Der IT-Anbieter legt trotz großer Konkurrenz stetig zu. Der Einstieg zweier Investoren soll bei der Expansion helfen – ein erstes Ziel könnte Skandinavien sein.

Amazon, Microsoft, Google: Die Konkurrenz auf dem Cloud-Markt ist intensiv – zahlreiche IT-Konzerne vermieten Speicherplatz und Rechenkraft in ihren enormen Rechenzentren. Das Kölner Start-up Gridscale glaubt trotzdem an seine Chancen als IT-Anbieter in diesen Feldern: „Der Markt ist extrem groß und wächst mit großer Geschwindigkeit. Er bietet also viel Platz für Anbieter, die sich auf einzelne Segmente spezialisieren“, sagt Mitgründer Henrik Hasenkamp. Das IT-Start-up, das seit drei Jahren am Markt ist und seit einiger Zeit profitabel arbeitet, erhöht jetzt das Wachstumstempo. Wie WirtschaftsWoche Gründer vorab erfuhr, stecken neue und bestehende Gesellschafter insgesamt sieben Millionen Euro in Gridscale.

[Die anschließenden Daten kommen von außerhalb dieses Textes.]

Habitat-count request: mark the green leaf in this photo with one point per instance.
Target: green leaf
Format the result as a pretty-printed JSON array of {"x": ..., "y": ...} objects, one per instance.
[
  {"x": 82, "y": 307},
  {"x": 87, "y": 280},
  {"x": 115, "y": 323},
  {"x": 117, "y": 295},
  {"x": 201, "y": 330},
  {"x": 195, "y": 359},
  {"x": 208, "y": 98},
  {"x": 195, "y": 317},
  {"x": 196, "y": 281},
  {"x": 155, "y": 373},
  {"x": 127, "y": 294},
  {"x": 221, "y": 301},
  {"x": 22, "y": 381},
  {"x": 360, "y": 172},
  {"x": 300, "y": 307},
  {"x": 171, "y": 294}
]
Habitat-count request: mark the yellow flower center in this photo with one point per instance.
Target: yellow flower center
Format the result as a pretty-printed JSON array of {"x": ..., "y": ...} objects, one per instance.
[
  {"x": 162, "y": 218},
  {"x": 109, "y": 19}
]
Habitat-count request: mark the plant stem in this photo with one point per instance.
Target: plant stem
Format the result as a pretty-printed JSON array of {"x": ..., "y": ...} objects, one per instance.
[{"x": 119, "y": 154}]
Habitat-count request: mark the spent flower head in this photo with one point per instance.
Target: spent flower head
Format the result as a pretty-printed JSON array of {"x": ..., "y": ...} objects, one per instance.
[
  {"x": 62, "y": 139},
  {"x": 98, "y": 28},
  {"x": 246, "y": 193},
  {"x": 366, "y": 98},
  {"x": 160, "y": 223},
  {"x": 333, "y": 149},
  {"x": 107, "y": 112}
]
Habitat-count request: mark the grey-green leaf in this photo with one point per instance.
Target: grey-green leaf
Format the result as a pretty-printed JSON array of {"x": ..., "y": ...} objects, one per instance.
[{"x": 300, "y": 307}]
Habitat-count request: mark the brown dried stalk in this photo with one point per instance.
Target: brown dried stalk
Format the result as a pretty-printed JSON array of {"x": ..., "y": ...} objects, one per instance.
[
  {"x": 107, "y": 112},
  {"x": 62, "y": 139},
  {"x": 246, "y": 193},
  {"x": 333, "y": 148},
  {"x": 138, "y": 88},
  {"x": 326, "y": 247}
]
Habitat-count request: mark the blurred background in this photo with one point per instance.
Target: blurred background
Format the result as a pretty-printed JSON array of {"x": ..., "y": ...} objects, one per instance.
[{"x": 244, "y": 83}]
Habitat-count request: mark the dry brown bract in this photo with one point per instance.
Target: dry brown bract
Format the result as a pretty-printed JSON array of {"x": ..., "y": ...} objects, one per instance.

Neu dabei sind zum einen der niederländische Risikokapitalgeber Endeit Capital, zum anderen der Investmentarm New Ventures des Energiekonzerns EnBW. Dessen Beteiligungen zielten darauf, in smarte Infrastruktur auch jenseits der Stromnetze zu investieren, sagt Hasenkamp. Zusätzlich stecken die bestehenden Gesellschafter, der regionale BLSW Seed- und Wachstumsfonds aus dem Bergischen Land sowie der halbstaatliche Frühphaseninvestor High-Tech Gründerfonds, mehr Geld in Gridscale.

Server für Skandinavien

Mit dem Geld will das Start-up auch neue Märkte erobern. Im Moment konzentriert sich das Geschäft auf den deutschsprachigen Raum, bald könnte Skandinavien dazukommen. Die meiste Arbeit wird dabei weiter vom Hauptsitz erledigt: „99 Prozent der Abläufe in einem Rechenzentrum werden von unserer Technologie gesteuert“, sagt Hasenkamp. Das Start-up kooperiert mit Rechenzentrumsbetreibern und richtet dort die eigene Hard- und Software ein – neben zwei Standorten in Frankfurt könnte da demnächst ein Platz im Norden Europas dazukommen.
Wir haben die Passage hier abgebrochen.